Khaled Hosseini’s best-selling novel The Kite Runner received its first theatrical debut in in 2009, two years after the film adaptation. This version, a co-production between Nottingham Playhouse Theatre Company and Liverpool Everyman & Playhouse, is a sparse and stripped-back staging that puts focus firmly on the protagonist—but not always with positive results.
The Kite Runner tells the story of Amir, a young boy in 1970s Afghanistan, and the three key relationships in his life: with his father, with his eventual wife Soraya and with childhood friend Hassan. Amir and Hassan are inseparable, reading stories and flying kites together, until a horrific event involving Hassan brings an abrupt end to their friendship.
To someone who had neither read the book nor seen the film, this event was a complete surprise and therefore shouldn’t have its impact lessened by being described here. It is built on cultural and political tensions—Amir is from a wealthy Pashtun family, while Hassan is a poor and discriminated against Hazara—but its impact is limited to the small circle of characters that the play encompasses. This is not a historical epic, but a story of three generations coming to terms with terrible consequences.
Amir (David Ahmad) is on stage for practically the whole performance, narrating the story and playing both his child and adult self. Transitions between these two roles are frequent and often jarring, with dramatic changes in both pitch and accent—Amir’s emigration to the United States as a teenager sees him develop a strong American influence. The choice to tell rather than show means that many scenes which would have been interesting to watch are only described by Amir, though this is also down to time constraints. Even with this measure taken, the second half of the play is 80 minutes long.
In spite of Amir’s hold over the narrative, it’s hard to understand his perspective on things. Compared to the compassionate, faithful Hassan (Jo Ben Ayed), he is not a likeable character. He spends most of the play trying to atone for a cowardly act of abandonment. He is self-centred, obsessed with how his father sees him, and even when praying for someone’s life to be saved he prays first for himself. Ahmad portrays Amir brimming with emotion, almost constantly on the verge of tears.
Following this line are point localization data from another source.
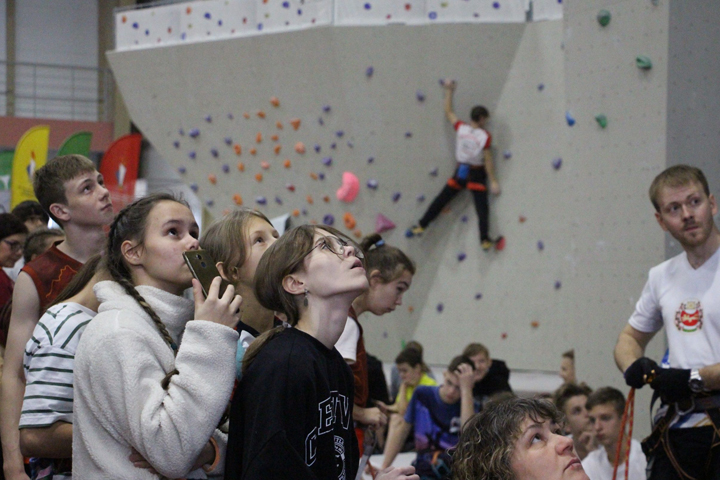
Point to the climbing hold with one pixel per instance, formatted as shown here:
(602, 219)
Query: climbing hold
(349, 189)
(383, 224)
(604, 17)
(643, 62)
(569, 118)
(349, 220)
(602, 120)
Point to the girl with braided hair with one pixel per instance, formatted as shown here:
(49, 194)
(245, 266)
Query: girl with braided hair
(154, 371)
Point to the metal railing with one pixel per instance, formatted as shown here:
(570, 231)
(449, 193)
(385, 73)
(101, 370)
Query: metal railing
(62, 92)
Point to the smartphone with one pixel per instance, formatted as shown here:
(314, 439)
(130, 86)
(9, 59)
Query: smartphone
(203, 268)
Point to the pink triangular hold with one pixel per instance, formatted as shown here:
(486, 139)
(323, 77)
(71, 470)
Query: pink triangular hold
(383, 224)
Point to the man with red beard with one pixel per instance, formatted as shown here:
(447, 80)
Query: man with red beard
(682, 294)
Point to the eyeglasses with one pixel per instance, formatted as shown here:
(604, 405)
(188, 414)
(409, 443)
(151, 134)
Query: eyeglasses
(337, 246)
(15, 246)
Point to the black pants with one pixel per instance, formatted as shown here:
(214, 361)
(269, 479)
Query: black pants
(476, 182)
(692, 449)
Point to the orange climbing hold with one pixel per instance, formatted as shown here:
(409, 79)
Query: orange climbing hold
(349, 220)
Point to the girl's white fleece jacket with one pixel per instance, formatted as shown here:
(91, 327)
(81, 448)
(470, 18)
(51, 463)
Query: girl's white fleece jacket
(119, 403)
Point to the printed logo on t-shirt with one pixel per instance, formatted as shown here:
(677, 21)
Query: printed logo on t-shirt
(689, 316)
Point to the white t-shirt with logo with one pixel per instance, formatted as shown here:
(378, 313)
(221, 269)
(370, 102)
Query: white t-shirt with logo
(686, 301)
(469, 143)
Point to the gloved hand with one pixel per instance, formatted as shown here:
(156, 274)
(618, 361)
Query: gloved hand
(641, 370)
(672, 384)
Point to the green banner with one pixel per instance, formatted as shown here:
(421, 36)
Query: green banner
(77, 143)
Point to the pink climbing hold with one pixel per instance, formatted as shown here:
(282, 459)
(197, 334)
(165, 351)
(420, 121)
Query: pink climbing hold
(383, 224)
(349, 188)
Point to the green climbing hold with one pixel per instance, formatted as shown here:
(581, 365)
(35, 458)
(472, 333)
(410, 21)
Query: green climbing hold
(602, 120)
(643, 62)
(603, 17)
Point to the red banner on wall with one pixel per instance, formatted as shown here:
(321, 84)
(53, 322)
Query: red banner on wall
(119, 167)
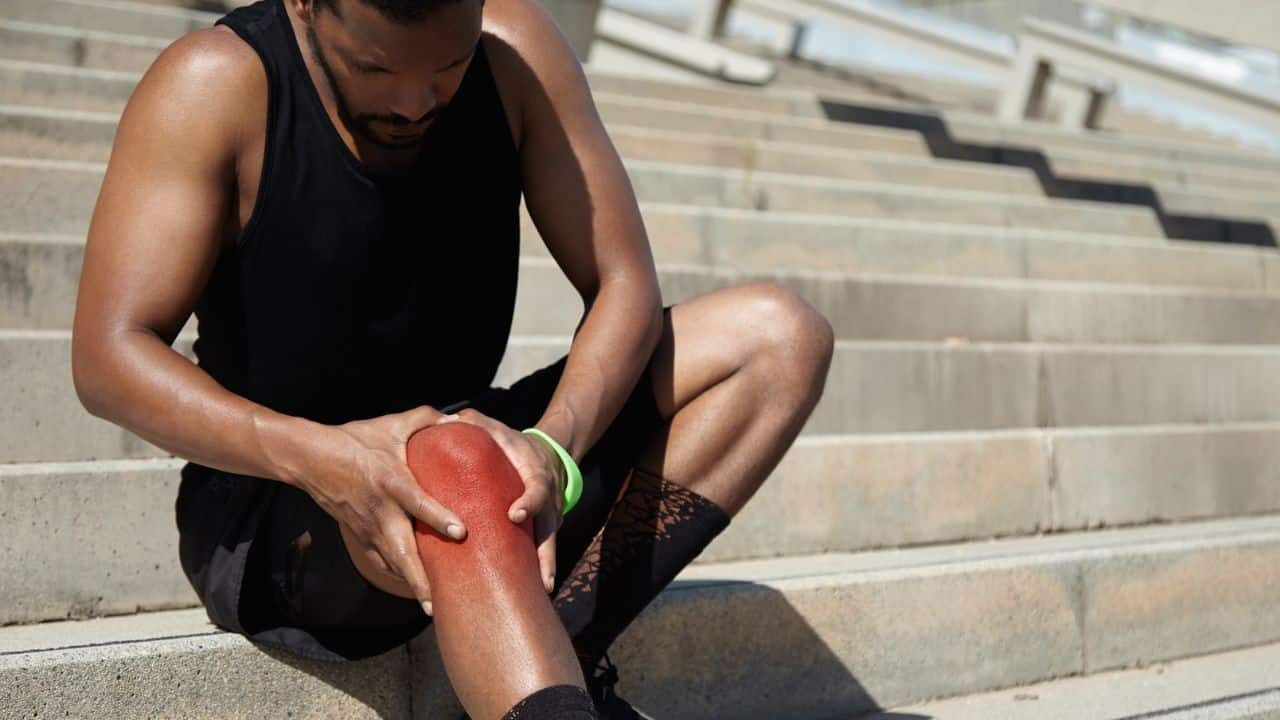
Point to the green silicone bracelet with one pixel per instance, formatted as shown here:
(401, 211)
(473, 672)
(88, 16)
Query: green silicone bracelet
(574, 484)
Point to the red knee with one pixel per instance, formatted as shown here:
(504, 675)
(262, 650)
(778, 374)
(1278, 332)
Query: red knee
(466, 470)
Barney George’s set design is simple: sloping sides like skateboard ramps allow the characters to flow on and offstage, whether flying kites or dancing at weddings. Two large canvas kites projected with patterns, fireworks or menacing shadows open and close across the stage like wings, revealing Amir’s memories.
Music and sound are therefore key to evoking the play’s Afghan setting—onstage tabla player Hanif Khan is accompanied by atmospheric Tibetan singing bowls and schwirrbogen, large wooden rattles that when spun create the whirring sound of unspooling kite strings.
Standout cast performances come from Emilio Doorgasingh as Amir’s proud, curt father and Jo Ben Ayed as the heartbreakingly loyal Hassan.
This production is generally enjoyable to watch, thanks to its strong plot and beautiful soundscape, but the heavy emphasis on Amir as narrator prevents it from becoming something more special.